Albert Belle left Cleveland after the 1996 season for the division rival White Sox. He never got to the postseason again – but the Indians, who made it to the 1997 World Series and won the division for three of the next four years after that, were never really the same team after that.
Belle was regarded as a focused and consistently punishing hitter, having hit 30 home runs and 100 RBI for eight straight years. He was also regarded as an angry, downright mean person, swearing at reporters, taking a bat to the clubhouse thermostat and chasing down kids who egged his house. He wasn’t feared as a hitter. He was just feared.
But the Belle who appeared in Goodyear was a little grayer – and it seemed a little more mellow. He’s now a stay-at-home dad to four girls in Arizona, and was invited to spring training by former teammates Carlos Baerga and Kenny Lofton, to try to mend some fences.
Belle made appearances at Jacobs Field after his departure as an opposing player for the White Sox and Orioles, but this is his first interaction with the Indians since he left. He didn’t consider it a mending fences trip, he said. He bore them no ill will, and figured they felt the same.

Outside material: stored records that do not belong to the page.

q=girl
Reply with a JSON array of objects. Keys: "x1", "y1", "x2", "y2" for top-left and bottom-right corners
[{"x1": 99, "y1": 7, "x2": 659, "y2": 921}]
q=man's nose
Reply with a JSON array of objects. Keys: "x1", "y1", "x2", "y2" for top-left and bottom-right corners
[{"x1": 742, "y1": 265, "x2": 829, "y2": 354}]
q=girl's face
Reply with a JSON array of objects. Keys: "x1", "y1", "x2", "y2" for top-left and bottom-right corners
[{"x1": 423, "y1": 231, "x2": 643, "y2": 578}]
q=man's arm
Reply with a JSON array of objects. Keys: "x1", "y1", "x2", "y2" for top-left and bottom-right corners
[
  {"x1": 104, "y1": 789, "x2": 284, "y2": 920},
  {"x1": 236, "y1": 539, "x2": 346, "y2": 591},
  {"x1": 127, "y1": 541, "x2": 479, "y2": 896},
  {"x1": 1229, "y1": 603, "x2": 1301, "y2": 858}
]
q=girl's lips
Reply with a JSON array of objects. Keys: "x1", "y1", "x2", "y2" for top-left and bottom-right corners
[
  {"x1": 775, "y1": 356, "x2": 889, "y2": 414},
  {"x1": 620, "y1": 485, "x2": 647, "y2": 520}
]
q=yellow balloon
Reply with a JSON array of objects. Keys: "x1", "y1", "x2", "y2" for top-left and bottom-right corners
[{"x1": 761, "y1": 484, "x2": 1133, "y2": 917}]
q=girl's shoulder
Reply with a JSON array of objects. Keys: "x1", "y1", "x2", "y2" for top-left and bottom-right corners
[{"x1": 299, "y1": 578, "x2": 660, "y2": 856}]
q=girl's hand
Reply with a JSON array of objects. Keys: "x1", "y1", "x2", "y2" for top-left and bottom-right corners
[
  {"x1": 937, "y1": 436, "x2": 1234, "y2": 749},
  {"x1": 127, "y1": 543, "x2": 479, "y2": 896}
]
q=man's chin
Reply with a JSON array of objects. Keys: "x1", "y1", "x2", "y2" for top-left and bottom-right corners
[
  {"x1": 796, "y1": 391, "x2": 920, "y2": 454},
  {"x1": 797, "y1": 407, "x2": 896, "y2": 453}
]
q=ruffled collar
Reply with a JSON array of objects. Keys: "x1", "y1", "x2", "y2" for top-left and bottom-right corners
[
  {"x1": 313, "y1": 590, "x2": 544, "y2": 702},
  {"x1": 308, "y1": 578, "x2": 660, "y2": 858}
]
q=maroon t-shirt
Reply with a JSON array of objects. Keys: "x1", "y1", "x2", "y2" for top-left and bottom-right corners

“I wish we could’ve stayed together,” Belle said. “It just didn’t work out.”
He made his major league debut in 1989, when the Indians were in the doldrums in old Municipal Stadium. He was regarded as a talented but high-risk prospect out of Louisiana State University, and was one of the shrewd draft picks the Indians made in the late 1980s and early 1990s, including Jim Thome and Manny Ramirez. Thome is almost a sure-fire hall of famer, Ramirez would be were it not for his performance-enhancing drug problems and bizarre antics, and Belle?
Well, he finished his career with a .295 average and 381 home runs. He remains to date the only player ever to have 50 home runs and 50 doubles in a season, which he did in the Tribe’s pennant year of 1995 – and in a 144-game shortened season because of the strike. That season, he was the Baseball Digest and Sporting News player of the year, but the Baseball Writers Association of America voted Mo Vaughn as the MVP. The BBWAA also votes on Hall of Fame inductees. Belle got 7.7 percent of the vote in his first year of eligibility, and stayed on the ballot for another year. He got 3.9 percent that year, and dropped off the ballot. His only hope for induction is the veterans’ committee.
But Belle was known as a conscientious student of the game, and a highly prepared hitter. His appearance at spring training will hopefully allow some of that to rub off on Indians players.